Expedia is hoping for the transaction to be finalized by early 2016 in a deal that would see the travel giant acquire the Airbnb competitor for $3.9 billion. Following Expedia’s recent additions of Travelocity and Orbitz, the move suggests that the travel conglomerate is aiming to cement its status as top dog in the mobile booking sector, which grows incrementally each day.
“The HomeAway acquisition is strategic and will strengthen Expedia’s mobile position in the vacation rental market in a number of ways,” said Thom Jordan, CEO of Ping Mobile, New York. “First, it provides Expedia with a greater foothold in the vacation-rental market via the HomeAway digital and mobile assets.
“Currently, Expedia can only showcase a portion of HomeAway’s properties; the acquisition would allow it access and control to the complete 1.2 million HomeWay listings and enable it to share technology, resources and expertise to increase the listing inventory,” he said. “Second, this would allow Expedia to compete more effectively with the home-sharing startup Airbnb, which has two million listings.

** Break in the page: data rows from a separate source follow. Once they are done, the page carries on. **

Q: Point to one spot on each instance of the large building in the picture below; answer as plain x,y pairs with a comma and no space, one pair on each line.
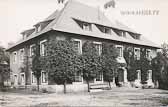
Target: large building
79,23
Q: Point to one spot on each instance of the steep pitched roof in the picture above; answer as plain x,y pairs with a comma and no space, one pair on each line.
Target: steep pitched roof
64,21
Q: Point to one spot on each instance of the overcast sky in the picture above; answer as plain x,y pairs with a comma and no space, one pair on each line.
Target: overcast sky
19,15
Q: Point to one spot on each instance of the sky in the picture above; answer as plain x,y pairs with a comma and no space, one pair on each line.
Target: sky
19,15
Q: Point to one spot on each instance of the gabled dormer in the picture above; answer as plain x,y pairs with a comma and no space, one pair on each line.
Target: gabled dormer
135,36
120,32
27,33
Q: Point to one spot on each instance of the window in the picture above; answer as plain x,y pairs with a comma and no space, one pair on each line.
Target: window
120,50
43,47
98,47
15,79
137,53
87,26
148,53
77,46
120,33
44,77
99,76
15,57
78,77
33,78
21,55
22,76
32,49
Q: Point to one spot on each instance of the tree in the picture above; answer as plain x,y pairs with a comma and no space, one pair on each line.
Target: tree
109,63
160,67
4,66
90,62
37,64
61,61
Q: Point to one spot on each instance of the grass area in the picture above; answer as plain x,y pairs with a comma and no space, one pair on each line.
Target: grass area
164,101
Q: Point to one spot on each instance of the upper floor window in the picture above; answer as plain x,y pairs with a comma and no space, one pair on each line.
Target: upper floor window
15,57
32,50
137,53
77,45
21,55
87,26
98,47
43,45
120,50
44,77
148,51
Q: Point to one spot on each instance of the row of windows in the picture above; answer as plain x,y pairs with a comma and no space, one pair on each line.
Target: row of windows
107,30
78,49
44,78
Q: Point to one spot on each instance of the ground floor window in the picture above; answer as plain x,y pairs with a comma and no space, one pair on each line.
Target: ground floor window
99,76
15,79
78,77
22,76
33,78
44,76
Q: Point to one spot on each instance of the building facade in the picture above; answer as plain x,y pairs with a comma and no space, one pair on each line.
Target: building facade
79,23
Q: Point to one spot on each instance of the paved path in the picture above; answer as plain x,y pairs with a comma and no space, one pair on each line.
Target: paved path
117,97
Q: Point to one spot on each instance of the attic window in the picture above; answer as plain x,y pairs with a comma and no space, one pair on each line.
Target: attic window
86,26
103,29
135,36
120,32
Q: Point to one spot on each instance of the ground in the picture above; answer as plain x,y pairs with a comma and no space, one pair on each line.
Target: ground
117,97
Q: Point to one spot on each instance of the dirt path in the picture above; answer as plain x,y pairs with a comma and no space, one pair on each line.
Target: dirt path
117,97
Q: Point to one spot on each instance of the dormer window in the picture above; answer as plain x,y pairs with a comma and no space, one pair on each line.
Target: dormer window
104,29
86,26
135,36
120,32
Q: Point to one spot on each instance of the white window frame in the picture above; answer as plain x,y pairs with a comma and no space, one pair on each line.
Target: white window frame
138,56
120,46
31,50
21,59
15,57
100,47
22,82
42,82
15,81
148,50
42,52
33,78
80,45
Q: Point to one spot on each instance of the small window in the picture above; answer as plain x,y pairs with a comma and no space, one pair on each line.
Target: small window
44,77
43,47
22,76
78,77
99,76
32,50
120,51
148,51
15,57
33,78
21,55
98,47
77,46
87,26
137,53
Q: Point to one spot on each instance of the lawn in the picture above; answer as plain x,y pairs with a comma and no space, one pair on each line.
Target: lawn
117,97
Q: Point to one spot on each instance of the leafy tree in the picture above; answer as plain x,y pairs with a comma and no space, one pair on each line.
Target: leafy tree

“Third, this acquisition also blocks its main competitor, Priceline, from increasing its mobile presence in the vacation property listing market. Without HomeAway, Priceline is at a severe disadvantage against Expedia and Airbnb in the vacation property market. Until the acquisition of HomeAway by Expedia is complete, I would not be surprised if Priceline makes a counter-offer in an attempt to outbid Expedia.”
Accumulating digital assets
Expedia is likely hoping to compete directly with Airbnb, especially when targeting on-the-go mobile users. The increasing amounts of consumers booking flights, accommodations and activities via their smartphones means online travel agents have a lucrative and massive sector to reach.
However, Expedia is trying a different approach with this particular acquisition. Instead of seamlessly transitioning HomeAway into its umbrella of travel brands, it is planning to allow the company to manage itself almost autonomously out of its Texas base.
Additionally, the news comes on the heels of HomeAway’s announcement that it is planning to alter its business model to now charge users a fee, which could add several percent to transactions. Its previous model centered on charging consumers who listed their properties for rent, but the brand aims to lessen commission rates for these users as well.
The acquisition is set to offer HomeAway a slew of new expertise from Expedia, especially regarding mobile offerings, a sector in which the company has made significant strides.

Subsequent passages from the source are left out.